Risk-Adjusted Performance

Very Weak

 
Weak
 
Strong
Over the last 90 days LOOM has generated negative risk-adjusted returns adding no value to investors with long positions. In spite of unsteady performance in the last few months, the Crypto's fundamental indicators remain rather sound which may send shares a bit higher in April 2025. The latest tumult may also be a sign of longer-term up-swing for LOOM shareholders.
Astar 

Risk-Adjusted Performance

Very Weak

 
Weak
 
Strong
Over the last 90 days Astar has generated negative risk-adjusted returns adding no value to investors with long positions. In spite of unsteady performance in the last few months, the Crypto's fundamental indicators remain rather sound which may send shares a bit higher in April 2025. The latest tumult may also be a sign of longer-term up-swing for Astar shareholders.
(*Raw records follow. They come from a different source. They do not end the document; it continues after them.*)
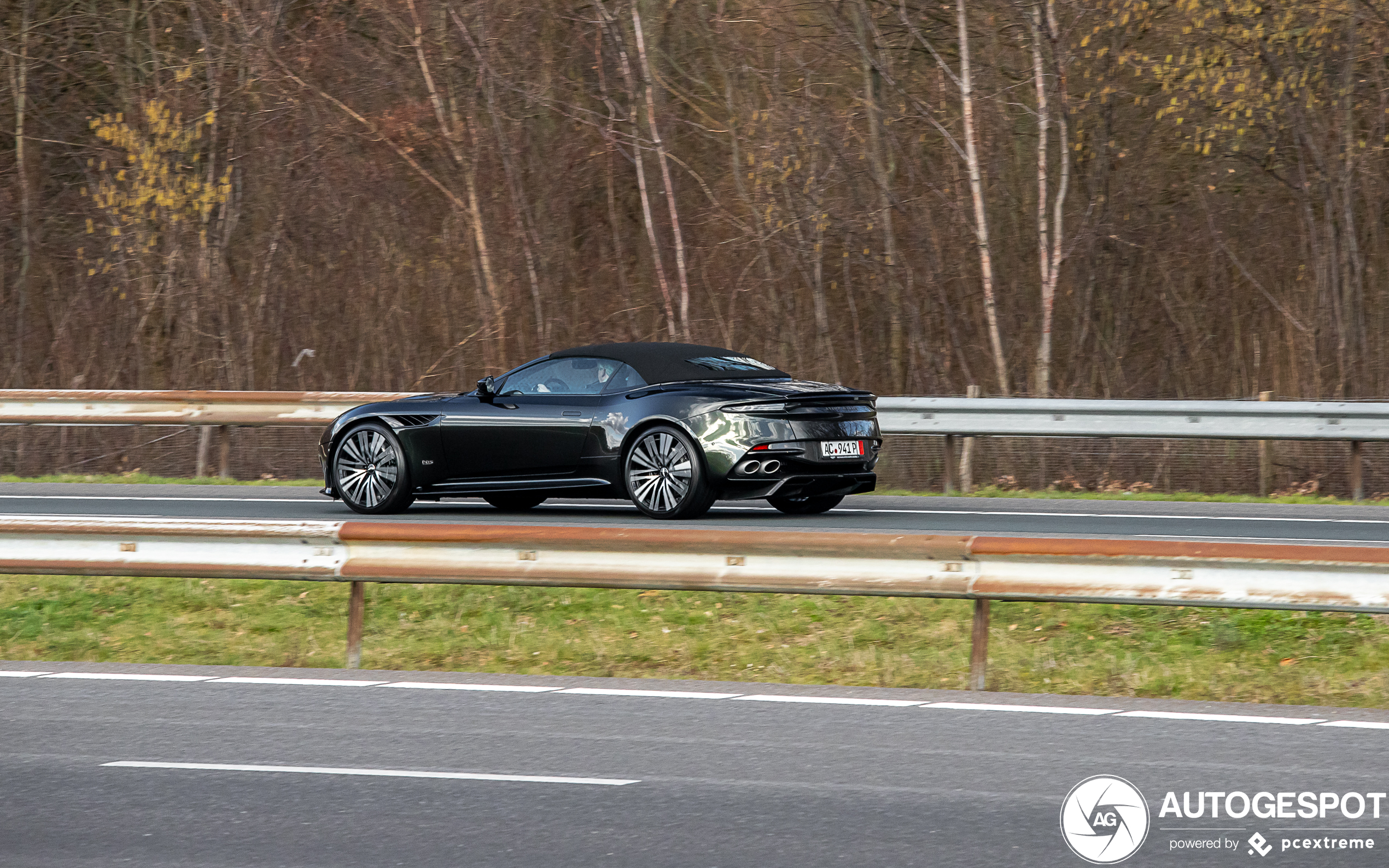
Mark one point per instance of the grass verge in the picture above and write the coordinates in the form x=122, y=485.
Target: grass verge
x=1107, y=650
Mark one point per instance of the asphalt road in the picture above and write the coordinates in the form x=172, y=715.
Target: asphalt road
x=1005, y=517
x=664, y=781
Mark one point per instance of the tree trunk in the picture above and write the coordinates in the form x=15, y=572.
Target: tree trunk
x=981, y=224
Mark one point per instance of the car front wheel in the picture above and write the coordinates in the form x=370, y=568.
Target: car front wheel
x=666, y=477
x=370, y=471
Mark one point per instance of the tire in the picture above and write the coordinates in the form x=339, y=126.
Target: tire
x=517, y=502
x=370, y=471
x=806, y=506
x=666, y=477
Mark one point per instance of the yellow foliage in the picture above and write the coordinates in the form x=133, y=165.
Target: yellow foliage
x=163, y=181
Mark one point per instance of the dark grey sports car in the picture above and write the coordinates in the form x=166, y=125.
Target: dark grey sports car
x=672, y=427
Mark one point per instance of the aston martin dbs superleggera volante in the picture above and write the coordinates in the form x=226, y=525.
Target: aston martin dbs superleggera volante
x=672, y=427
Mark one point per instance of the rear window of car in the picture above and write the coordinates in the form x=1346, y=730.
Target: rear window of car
x=575, y=376
x=626, y=379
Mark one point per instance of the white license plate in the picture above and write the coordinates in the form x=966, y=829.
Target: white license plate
x=841, y=449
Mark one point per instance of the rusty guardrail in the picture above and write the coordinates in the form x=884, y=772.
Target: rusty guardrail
x=981, y=568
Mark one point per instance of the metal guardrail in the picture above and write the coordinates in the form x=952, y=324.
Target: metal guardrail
x=948, y=417
x=135, y=407
x=1020, y=417
x=981, y=568
x=896, y=415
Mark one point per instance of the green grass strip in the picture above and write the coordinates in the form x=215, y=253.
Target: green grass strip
x=1252, y=656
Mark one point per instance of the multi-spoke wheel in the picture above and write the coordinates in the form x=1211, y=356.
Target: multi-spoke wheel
x=806, y=506
x=666, y=476
x=370, y=471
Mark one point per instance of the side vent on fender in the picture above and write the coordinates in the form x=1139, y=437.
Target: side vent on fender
x=409, y=421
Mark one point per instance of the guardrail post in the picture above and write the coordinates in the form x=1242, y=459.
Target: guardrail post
x=1266, y=458
x=967, y=453
x=356, y=612
x=949, y=463
x=979, y=646
x=1357, y=471
x=224, y=452
x=205, y=445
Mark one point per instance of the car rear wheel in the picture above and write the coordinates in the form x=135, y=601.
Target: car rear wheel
x=515, y=503
x=666, y=477
x=370, y=471
x=806, y=506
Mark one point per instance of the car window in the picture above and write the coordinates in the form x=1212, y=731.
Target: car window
x=626, y=379
x=580, y=376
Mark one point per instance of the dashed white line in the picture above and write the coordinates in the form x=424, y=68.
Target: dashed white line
x=433, y=685
x=1225, y=718
x=1013, y=513
x=128, y=677
x=370, y=772
x=656, y=694
x=1035, y=709
x=830, y=700
x=764, y=697
x=320, y=682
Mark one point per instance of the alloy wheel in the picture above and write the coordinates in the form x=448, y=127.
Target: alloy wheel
x=369, y=467
x=660, y=473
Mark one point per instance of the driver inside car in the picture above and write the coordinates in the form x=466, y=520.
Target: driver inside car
x=600, y=377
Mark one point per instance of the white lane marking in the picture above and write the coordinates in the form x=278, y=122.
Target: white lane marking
x=324, y=682
x=592, y=506
x=128, y=677
x=662, y=694
x=371, y=772
x=1035, y=709
x=830, y=700
x=173, y=499
x=431, y=685
x=1228, y=718
x=766, y=697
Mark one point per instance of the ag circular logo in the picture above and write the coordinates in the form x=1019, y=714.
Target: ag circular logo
x=1105, y=820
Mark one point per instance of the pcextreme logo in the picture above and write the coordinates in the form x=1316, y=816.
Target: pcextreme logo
x=1105, y=820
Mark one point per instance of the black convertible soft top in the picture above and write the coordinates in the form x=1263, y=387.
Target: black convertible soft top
x=669, y=363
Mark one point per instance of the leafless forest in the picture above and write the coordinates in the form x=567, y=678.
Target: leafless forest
x=1055, y=198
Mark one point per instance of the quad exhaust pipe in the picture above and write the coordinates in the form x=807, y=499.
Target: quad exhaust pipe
x=752, y=467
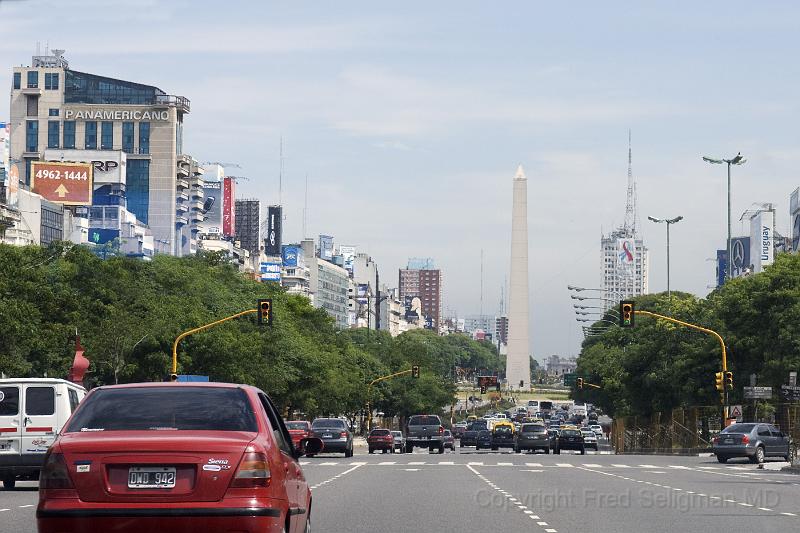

LOOM and Astar Volatility Contrast

   Predicted Return Density   
       Returns  

Pair Trading with LOOM and Astar

The main advantage of trading using opposite LOOM and Astar positions is that it hedges away some unsystematic risk. Because of two separate transactions, even if LOOM position performs unexpectedly, Astar can make up some of the losses. Pair trading also minimizes risk from directional movements in the market. For example, if an entire industry or sector drops because of unexpected headlines, the short position in Astar will offset losses from the drop in Astar's long position.
The idea behind LOOM and Astar pairs trading is to make the combined position market-neutral, meaning the overall market's direction will not affect its win or loss (or potential downside or upside). This can be achieved by designing a pairs trade with two highly correlated stocks or equities that operate in a similar space or sector, making it possible to obtain profits through simple and relatively low-risk investment.
Check out your portfolio center.
Note that this page's information should be used as a complementary analysis to find the right mix of equity instruments to add to your existing portfolios or create a brand new portfolio. You can also try the Competition Analyzer module to analyze and compare many basic indicators for a group of related or unrelated entities.